Obie drużyny kilka razy zmieniały się na prowadzeniu, a przewaga przez większość spotkania zarówno z jednej, jak i drugiej strony wynosiła jeden punkt. Żużlowcy musieli uważać w pierwszym łuku. Upadki zanotowali tam chociażby Jakub Stojanowski i Szymon Woźniak. Wszystko przez przyczepny fragment nawierzchni bliżej krawężnika. Byli jednak tacy, co potrafili to wykorzystać na swoją korzyść.
- Mecz bardzo wyrównany, ale z całą pewnością wynikało to z toru, który był dość trudny i nie wszystkim pasował. Strasznie pociągało na pierwszym łuku. To sprawiało, że decydował start i kto dojechał do krawężnika, ten mógł uciekać. Ścigania było mało, ale jest jak jest - podsumował Piotr Baron.
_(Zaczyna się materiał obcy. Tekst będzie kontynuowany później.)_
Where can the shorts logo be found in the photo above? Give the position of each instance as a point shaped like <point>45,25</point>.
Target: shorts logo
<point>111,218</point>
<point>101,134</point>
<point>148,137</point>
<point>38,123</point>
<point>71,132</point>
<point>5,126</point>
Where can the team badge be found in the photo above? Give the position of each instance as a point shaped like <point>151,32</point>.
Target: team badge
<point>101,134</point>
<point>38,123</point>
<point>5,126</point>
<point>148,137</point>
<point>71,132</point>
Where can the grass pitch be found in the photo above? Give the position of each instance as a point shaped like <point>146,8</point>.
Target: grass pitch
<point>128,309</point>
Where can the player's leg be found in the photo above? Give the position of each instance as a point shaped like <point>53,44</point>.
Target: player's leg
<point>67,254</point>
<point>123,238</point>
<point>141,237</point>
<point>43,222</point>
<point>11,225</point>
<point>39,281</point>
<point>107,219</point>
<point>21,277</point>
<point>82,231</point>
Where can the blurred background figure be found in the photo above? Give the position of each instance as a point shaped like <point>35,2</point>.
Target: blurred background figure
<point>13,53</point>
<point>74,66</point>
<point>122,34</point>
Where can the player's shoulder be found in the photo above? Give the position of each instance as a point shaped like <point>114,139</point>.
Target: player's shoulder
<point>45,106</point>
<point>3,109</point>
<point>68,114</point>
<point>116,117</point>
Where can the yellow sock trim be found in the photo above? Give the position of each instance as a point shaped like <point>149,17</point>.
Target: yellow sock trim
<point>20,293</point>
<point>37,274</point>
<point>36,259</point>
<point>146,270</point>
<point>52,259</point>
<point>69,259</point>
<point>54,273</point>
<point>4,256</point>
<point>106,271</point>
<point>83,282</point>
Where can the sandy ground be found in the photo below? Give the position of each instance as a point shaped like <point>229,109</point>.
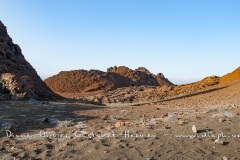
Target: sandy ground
<point>155,131</point>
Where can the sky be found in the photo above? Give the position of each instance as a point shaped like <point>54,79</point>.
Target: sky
<point>186,40</point>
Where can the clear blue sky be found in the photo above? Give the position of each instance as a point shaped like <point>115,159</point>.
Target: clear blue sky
<point>186,40</point>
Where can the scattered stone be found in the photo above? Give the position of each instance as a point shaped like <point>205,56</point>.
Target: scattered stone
<point>167,127</point>
<point>221,120</point>
<point>2,148</point>
<point>46,120</point>
<point>218,141</point>
<point>105,117</point>
<point>225,158</point>
<point>119,124</point>
<point>181,122</point>
<point>116,118</point>
<point>194,129</point>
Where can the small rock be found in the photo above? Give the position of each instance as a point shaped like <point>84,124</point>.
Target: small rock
<point>218,141</point>
<point>105,117</point>
<point>181,122</point>
<point>194,129</point>
<point>167,127</point>
<point>119,124</point>
<point>2,148</point>
<point>149,158</point>
<point>46,120</point>
<point>221,120</point>
<point>225,158</point>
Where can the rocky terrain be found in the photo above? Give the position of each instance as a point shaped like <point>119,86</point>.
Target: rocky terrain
<point>134,115</point>
<point>200,126</point>
<point>94,81</point>
<point>18,79</point>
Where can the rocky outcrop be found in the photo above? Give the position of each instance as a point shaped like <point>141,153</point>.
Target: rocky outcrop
<point>231,77</point>
<point>18,79</point>
<point>82,81</point>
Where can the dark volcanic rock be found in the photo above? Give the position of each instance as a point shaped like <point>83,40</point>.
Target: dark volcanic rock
<point>82,81</point>
<point>18,79</point>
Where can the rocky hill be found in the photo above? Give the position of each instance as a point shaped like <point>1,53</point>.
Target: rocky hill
<point>231,77</point>
<point>18,79</point>
<point>82,81</point>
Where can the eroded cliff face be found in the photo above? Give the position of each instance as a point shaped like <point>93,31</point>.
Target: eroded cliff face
<point>18,79</point>
<point>82,81</point>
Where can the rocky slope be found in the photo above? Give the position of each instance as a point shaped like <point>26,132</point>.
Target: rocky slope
<point>82,81</point>
<point>231,77</point>
<point>149,94</point>
<point>18,79</point>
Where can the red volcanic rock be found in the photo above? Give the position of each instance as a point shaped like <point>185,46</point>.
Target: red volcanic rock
<point>231,77</point>
<point>82,81</point>
<point>18,79</point>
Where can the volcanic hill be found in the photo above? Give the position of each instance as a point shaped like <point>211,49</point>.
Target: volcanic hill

ZOBACZ WIDEO: Finansowe eldorado? Gwiazda ligi wprost o swoich zarobkach
- Bardzo obawialiśmy się tego pierwszego łuku i co tam będzie. Nikt by nie chciał na koniec jakichś kontuzji. Całe szczęście udało się bezpiecznie to spotkanie odjechać - dodał trener toruńskiego zespołu.
Problemy te zrodziły pytanie o odpowiednie przygotowanie toru przez ebut.pl Stal Gorzów. Wszystko odbyło się jednak zgodnie z przepisami PGE Ekstraligi. - Przed meczem tor był regulaminowy. Z naszej strony nie było wielkich zastrzeżeń. Czysta rozmowa na temat, co trzeba zrobić, żeby dało się na tym jechać - zakończył Baron.
Rewanżowe starcie o brąz odbędzie się w sobotę, 5 października. Początek pojedynku pomiędzy KS Apatorem Toruń i ebut.pl Stalą Gorzów o godzinie 16:00. WP SportoweFakty przeprowadzą z tego spotkania tekstową relację na żywo.